The rest-frame mid-infrared is also home to pure rotational H2, HD and OH lines (including OH ground state 79 and 119 μm) and mid- to high-J CO and H2O lines. Finally, the strong PAH emission features (carrying 1- 10% of the total IR emission in star- forming galaxies) with their unique spectral signature, can be used to determine the redshift of galaxies too red to be measured at shorter wavelengths. The IR also hosts numerous unique dust features from minerals such as olivine, calcite and dolomite that probe evolution from pristine to processed dust (e.g. aqueous alteration), CO2 ice and molecules like C2H2 and fullerenes.

The SPICA mission is a joint European-Japanese project to realize an infrared space observatory with a cryogenically cooled telescope aimed to achieve background limited performance.  The launch and operations of SPICA are anticipated for the end of the next decade. 

SPICA is designed to explore the Universe at mid- to far-IR wavelengths between 12-230µm, with unprecedented sensitivity and unique spectroscopic capabilities. With its 2.5m primary mirror actively cooled to < 8K, SPICA will achieve a gain in sensitivity of more than two orders of magnitude over both Spitzer and Herschel in the mid and far-IR – a gigantic leap in capabilities for exploring the universe.

The SPICA observatory will offer the community a unique astronomical facility, able to cover a broad spectral range to unprecedented depths (a few 10-20 W/m2 for spectroscopy, 5σ, 1hour).

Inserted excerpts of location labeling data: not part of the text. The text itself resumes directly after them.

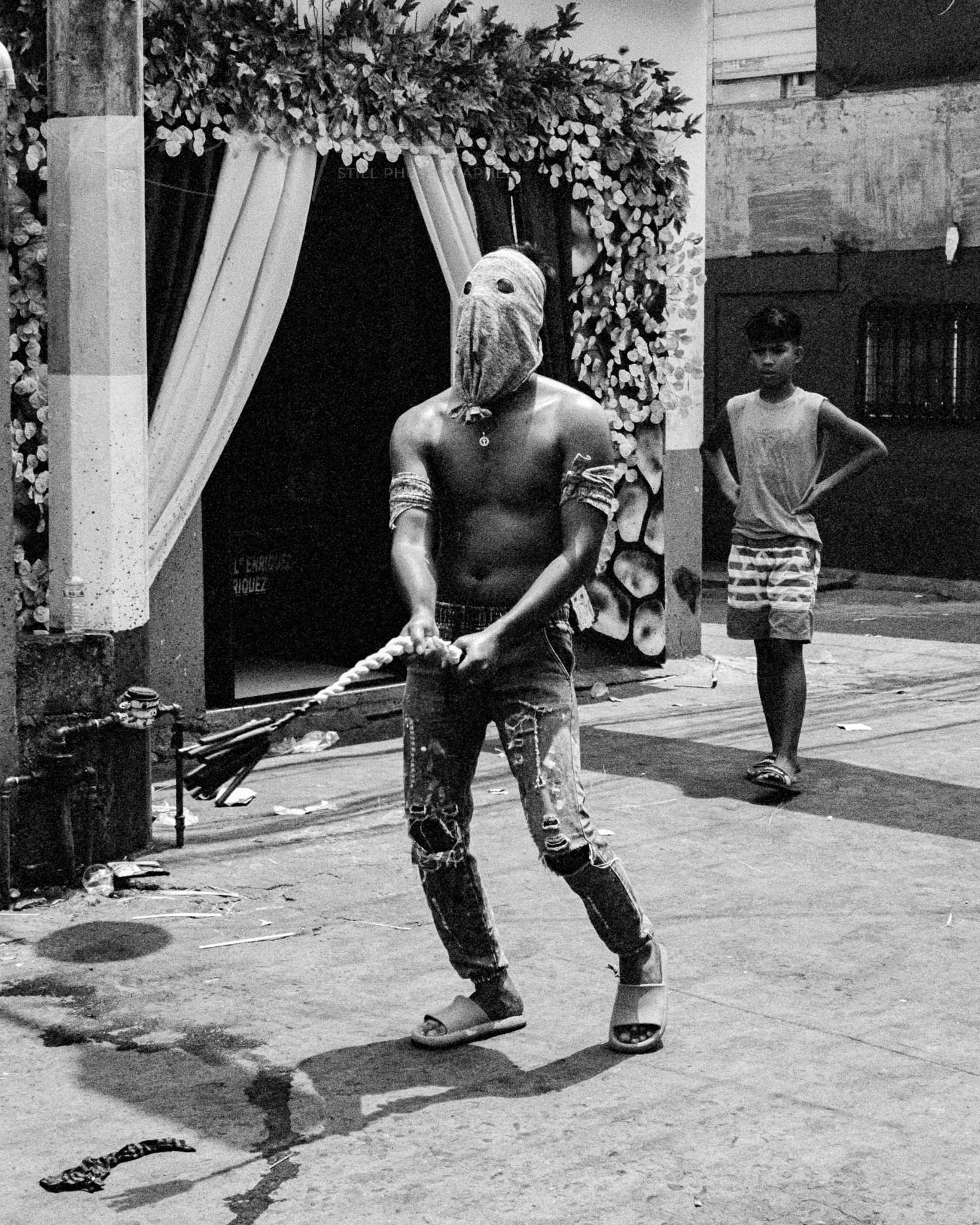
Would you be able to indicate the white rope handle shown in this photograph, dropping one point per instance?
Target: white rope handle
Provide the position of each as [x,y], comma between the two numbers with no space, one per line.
[401,646]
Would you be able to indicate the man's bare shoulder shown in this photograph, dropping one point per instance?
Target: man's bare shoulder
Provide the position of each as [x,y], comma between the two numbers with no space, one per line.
[569,401]
[581,423]
[422,422]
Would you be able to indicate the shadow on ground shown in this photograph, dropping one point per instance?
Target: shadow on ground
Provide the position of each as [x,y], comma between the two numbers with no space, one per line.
[848,793]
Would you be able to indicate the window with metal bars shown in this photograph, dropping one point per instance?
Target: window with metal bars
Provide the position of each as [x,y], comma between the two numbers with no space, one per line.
[920,363]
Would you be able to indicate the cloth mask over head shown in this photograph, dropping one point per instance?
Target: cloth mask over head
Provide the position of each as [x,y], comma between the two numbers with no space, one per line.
[498,341]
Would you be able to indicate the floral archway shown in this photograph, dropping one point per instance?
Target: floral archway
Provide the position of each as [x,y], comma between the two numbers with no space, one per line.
[367,81]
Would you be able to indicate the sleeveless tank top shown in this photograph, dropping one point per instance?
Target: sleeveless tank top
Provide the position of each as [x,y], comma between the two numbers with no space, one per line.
[780,457]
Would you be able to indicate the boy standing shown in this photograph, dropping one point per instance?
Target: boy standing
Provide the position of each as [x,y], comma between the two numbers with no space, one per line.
[781,435]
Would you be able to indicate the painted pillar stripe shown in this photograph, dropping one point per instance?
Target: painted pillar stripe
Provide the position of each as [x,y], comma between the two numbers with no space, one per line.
[97,245]
[97,369]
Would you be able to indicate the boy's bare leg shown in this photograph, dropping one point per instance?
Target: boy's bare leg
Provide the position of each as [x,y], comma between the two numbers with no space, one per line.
[766,690]
[783,697]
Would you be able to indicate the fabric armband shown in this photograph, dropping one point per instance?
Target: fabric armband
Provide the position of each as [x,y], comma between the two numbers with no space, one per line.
[595,487]
[409,492]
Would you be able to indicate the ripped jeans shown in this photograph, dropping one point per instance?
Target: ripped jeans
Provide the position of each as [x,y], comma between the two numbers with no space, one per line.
[531,699]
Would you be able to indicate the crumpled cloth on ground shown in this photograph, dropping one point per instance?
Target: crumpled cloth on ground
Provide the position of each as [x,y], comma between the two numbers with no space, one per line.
[91,1174]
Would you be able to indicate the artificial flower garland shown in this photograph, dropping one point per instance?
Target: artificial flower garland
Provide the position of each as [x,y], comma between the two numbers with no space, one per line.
[366,80]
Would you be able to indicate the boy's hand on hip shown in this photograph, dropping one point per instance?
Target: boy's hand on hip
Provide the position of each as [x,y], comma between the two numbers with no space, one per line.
[480,656]
[810,501]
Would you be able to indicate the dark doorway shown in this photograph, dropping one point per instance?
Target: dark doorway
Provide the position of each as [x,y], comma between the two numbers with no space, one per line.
[297,575]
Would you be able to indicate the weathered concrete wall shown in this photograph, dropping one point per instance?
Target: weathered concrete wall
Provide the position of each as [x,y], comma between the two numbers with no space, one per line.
[871,172]
[63,680]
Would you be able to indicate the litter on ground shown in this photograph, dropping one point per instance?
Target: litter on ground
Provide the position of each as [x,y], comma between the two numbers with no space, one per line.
[91,1174]
[239,798]
[249,940]
[313,743]
[282,810]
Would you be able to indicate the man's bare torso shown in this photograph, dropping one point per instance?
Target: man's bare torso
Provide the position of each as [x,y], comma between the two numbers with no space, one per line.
[500,523]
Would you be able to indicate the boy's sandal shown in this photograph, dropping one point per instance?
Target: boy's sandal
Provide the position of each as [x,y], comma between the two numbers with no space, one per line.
[466,1022]
[640,1004]
[760,764]
[776,779]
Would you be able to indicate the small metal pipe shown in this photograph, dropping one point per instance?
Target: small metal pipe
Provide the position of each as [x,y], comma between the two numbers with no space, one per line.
[8,789]
[89,775]
[179,776]
[60,736]
[176,744]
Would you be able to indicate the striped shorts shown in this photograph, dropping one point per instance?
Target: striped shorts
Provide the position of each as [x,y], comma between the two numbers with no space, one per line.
[772,590]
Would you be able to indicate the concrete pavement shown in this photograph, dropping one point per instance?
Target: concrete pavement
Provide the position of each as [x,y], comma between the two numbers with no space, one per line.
[822,1058]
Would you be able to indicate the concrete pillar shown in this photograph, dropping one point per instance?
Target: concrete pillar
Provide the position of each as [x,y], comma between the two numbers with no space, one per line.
[98,432]
[97,313]
[9,754]
[687,50]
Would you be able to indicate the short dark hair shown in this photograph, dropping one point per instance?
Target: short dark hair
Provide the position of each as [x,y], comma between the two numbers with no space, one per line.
[773,325]
[537,257]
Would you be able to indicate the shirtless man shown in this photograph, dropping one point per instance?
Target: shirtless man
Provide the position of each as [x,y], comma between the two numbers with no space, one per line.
[501,490]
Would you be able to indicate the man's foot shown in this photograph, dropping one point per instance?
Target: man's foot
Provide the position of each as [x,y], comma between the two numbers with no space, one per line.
[645,968]
[498,998]
[781,776]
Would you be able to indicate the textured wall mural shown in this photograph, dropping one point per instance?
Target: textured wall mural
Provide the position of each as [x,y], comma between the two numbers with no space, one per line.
[628,592]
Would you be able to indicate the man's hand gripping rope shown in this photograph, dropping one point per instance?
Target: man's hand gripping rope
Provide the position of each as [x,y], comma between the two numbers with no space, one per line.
[388,654]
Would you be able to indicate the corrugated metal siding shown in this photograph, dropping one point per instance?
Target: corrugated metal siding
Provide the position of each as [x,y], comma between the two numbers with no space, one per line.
[763,38]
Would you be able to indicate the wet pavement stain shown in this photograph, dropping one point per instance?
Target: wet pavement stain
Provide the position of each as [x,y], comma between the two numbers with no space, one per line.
[270,1093]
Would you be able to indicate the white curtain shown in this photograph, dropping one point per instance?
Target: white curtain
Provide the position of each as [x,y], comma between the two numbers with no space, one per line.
[445,203]
[239,292]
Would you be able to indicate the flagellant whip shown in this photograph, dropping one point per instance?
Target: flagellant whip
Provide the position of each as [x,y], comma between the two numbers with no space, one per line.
[224,760]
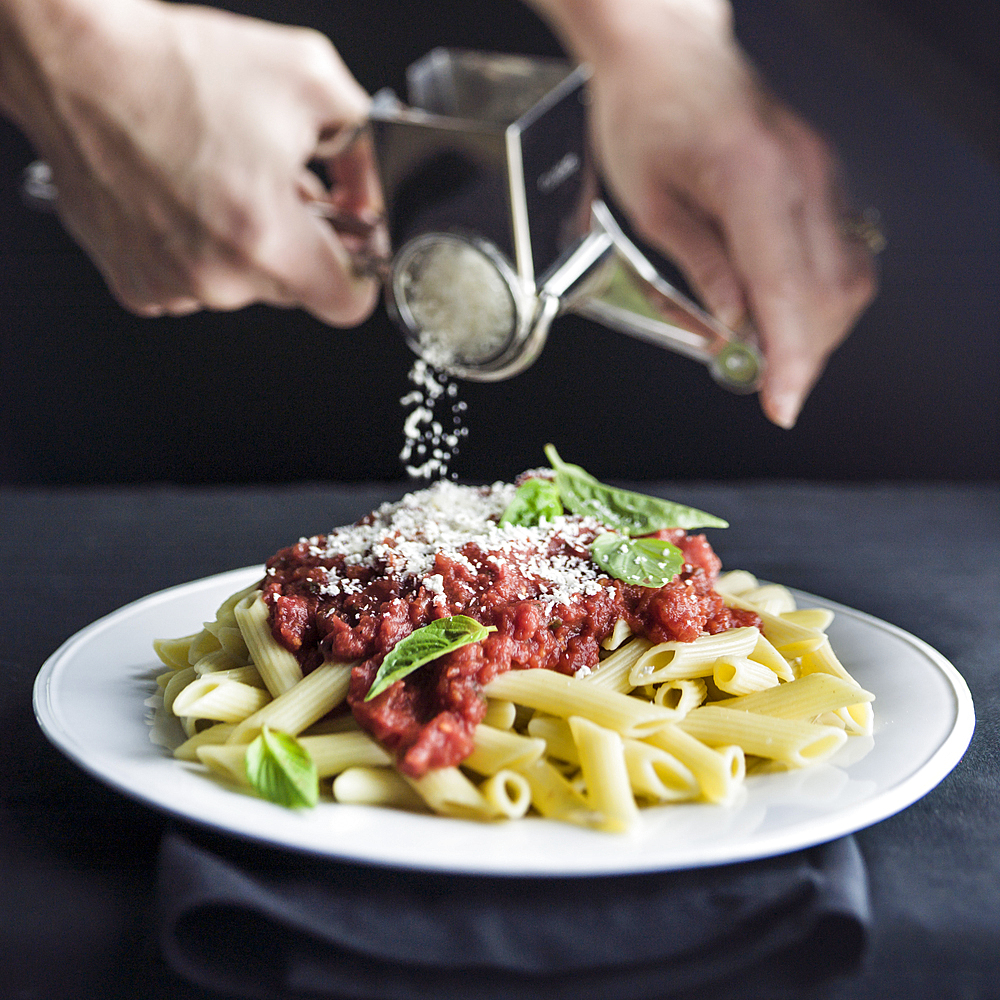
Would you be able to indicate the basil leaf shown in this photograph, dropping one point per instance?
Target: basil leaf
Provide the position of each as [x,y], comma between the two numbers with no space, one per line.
[280,770]
[426,644]
[534,501]
[647,562]
[624,511]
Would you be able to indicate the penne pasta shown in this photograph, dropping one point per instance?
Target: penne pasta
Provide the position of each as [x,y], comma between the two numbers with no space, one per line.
[658,776]
[719,770]
[277,666]
[299,707]
[375,786]
[803,699]
[507,793]
[670,661]
[500,749]
[587,715]
[448,792]
[740,675]
[174,652]
[222,700]
[213,735]
[613,671]
[557,694]
[788,740]
[681,695]
[333,753]
[605,775]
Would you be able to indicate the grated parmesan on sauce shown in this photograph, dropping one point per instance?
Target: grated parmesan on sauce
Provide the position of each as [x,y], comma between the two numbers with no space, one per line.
[404,538]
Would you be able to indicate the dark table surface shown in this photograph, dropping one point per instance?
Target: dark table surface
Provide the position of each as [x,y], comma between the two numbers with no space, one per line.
[77,859]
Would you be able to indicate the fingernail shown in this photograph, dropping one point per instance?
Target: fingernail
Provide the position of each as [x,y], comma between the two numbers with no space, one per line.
[783,409]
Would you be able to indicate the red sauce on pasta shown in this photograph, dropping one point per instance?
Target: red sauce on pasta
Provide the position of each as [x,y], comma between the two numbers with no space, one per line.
[353,594]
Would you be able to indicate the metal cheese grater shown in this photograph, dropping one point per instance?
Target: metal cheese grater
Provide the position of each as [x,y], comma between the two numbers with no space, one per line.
[491,205]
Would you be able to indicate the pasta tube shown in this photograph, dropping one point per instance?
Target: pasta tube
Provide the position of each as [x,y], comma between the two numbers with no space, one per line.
[602,762]
[277,665]
[376,786]
[557,694]
[669,661]
[299,707]
[790,741]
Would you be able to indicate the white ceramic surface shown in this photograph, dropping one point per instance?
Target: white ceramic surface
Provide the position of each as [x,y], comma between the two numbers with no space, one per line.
[90,700]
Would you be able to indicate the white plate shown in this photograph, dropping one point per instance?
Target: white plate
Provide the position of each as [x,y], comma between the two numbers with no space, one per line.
[90,700]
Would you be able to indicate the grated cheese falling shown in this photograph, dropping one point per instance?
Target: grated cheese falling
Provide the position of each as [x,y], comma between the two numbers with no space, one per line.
[430,441]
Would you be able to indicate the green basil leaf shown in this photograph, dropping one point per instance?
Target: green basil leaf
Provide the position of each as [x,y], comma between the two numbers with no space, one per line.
[624,511]
[426,644]
[280,770]
[534,501]
[647,562]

Such an exceptional leap in performance is destined to produce many exceptional scientific advances. 

The mission builds on heritage from the earlier infrared missions both in Europe and Japan, and profits fully from the advances in modern detector technologies. Combined with an extremely low background cold telescope this new generation of detectors will yield a world class observatory with unprecedented sensitivity in the infrared.